At the time of its first publication, it had an impact on the Italian composer and theorist Nicola Vicentino (1511-1576). On 2 June 1551, Danckerts was chosen along with the Spanish-born composer Bartolomé de Escobedo (ca. 1505-1603) to judge the debate between Vicentino and Vicente Lusitano on the role of the chromatic and enharmonic genera in contemporary musical practice. Unlike Vicentino, Danckerts clung to the ideal of modal purity, a viewpoint that earned him a reputation as having a preference for conservative compositional methods.

Vicentino lost the debate, and with this in mind, it is no coincidence that Danckerts’ canon is discussed in scathing terms in Vicentino's 1555 treatise L’antica musica ridotta alla moderna prattica.
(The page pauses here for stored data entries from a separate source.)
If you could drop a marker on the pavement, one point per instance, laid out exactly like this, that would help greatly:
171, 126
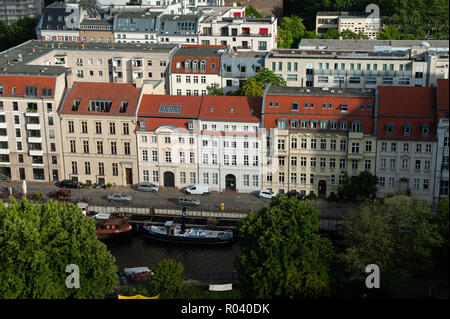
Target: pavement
168, 198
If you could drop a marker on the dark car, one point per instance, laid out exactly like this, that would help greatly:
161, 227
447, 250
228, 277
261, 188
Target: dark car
68, 184
294, 193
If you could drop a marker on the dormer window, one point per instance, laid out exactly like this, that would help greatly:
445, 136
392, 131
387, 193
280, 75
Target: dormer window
187, 65
356, 126
407, 129
281, 124
425, 129
389, 129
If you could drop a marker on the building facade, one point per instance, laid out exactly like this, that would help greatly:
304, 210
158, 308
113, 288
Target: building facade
406, 140
30, 140
313, 136
194, 68
13, 10
98, 122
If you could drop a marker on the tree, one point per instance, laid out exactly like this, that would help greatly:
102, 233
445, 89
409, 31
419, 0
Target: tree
214, 89
292, 28
37, 242
397, 234
391, 32
167, 277
282, 254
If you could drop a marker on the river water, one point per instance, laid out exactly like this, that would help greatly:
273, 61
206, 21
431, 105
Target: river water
137, 251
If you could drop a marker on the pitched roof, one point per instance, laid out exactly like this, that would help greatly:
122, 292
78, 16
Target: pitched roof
154, 106
20, 83
86, 92
231, 108
406, 106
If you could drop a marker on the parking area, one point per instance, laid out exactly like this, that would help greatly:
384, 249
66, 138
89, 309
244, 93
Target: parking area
168, 198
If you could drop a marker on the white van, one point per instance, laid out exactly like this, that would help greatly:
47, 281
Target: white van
198, 189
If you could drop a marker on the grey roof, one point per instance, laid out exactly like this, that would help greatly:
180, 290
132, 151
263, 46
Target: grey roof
311, 91
16, 59
367, 45
200, 51
179, 17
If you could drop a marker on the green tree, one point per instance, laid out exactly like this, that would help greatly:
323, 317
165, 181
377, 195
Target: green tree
167, 277
362, 186
391, 32
292, 28
282, 254
37, 242
397, 234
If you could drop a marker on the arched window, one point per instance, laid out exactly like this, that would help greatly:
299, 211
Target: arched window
389, 129
407, 129
356, 126
425, 129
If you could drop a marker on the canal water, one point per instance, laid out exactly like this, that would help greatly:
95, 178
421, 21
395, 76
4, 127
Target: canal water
137, 251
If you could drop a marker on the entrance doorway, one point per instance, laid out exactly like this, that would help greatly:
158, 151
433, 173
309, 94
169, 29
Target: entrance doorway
129, 176
169, 179
322, 188
230, 182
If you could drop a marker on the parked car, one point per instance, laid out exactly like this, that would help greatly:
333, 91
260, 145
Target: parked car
188, 201
68, 184
294, 193
147, 187
61, 194
198, 189
265, 193
119, 198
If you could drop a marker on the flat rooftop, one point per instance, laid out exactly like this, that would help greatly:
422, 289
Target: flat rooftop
16, 60
368, 45
309, 91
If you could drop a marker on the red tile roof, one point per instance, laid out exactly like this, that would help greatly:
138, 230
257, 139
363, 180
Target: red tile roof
88, 91
150, 105
401, 106
8, 82
231, 108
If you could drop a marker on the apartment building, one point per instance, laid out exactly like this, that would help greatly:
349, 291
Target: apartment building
236, 67
98, 122
30, 139
194, 68
406, 140
167, 140
178, 28
441, 176
13, 10
357, 22
60, 22
312, 136
230, 27
92, 30
97, 62
230, 144
136, 27
358, 68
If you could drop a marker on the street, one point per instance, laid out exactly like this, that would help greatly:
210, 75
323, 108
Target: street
168, 198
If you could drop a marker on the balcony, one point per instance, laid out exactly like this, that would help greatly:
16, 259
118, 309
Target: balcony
34, 139
33, 126
35, 152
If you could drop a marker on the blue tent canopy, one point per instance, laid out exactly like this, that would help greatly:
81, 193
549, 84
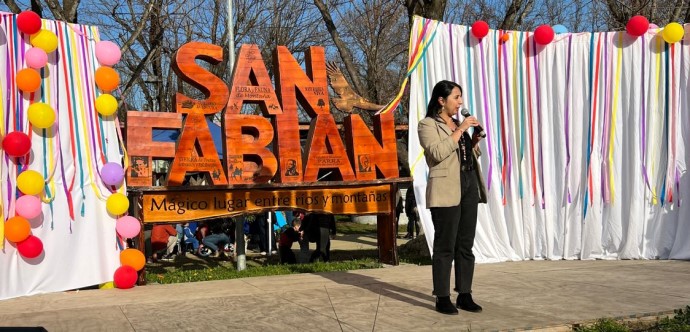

Entitled “Rule for discovering an unwritten canon, and how it should be sung”, chapter forty contains a veiled reference to Danckerts’ work. Here, Vicentino declares that a composer “should not make a canon in the shape of a tower, a mountain, a river, a chessboard or other objects, for these compositions create a loud noise in many voices with little harmonic sweetness”. Danckerts clearly disagreed!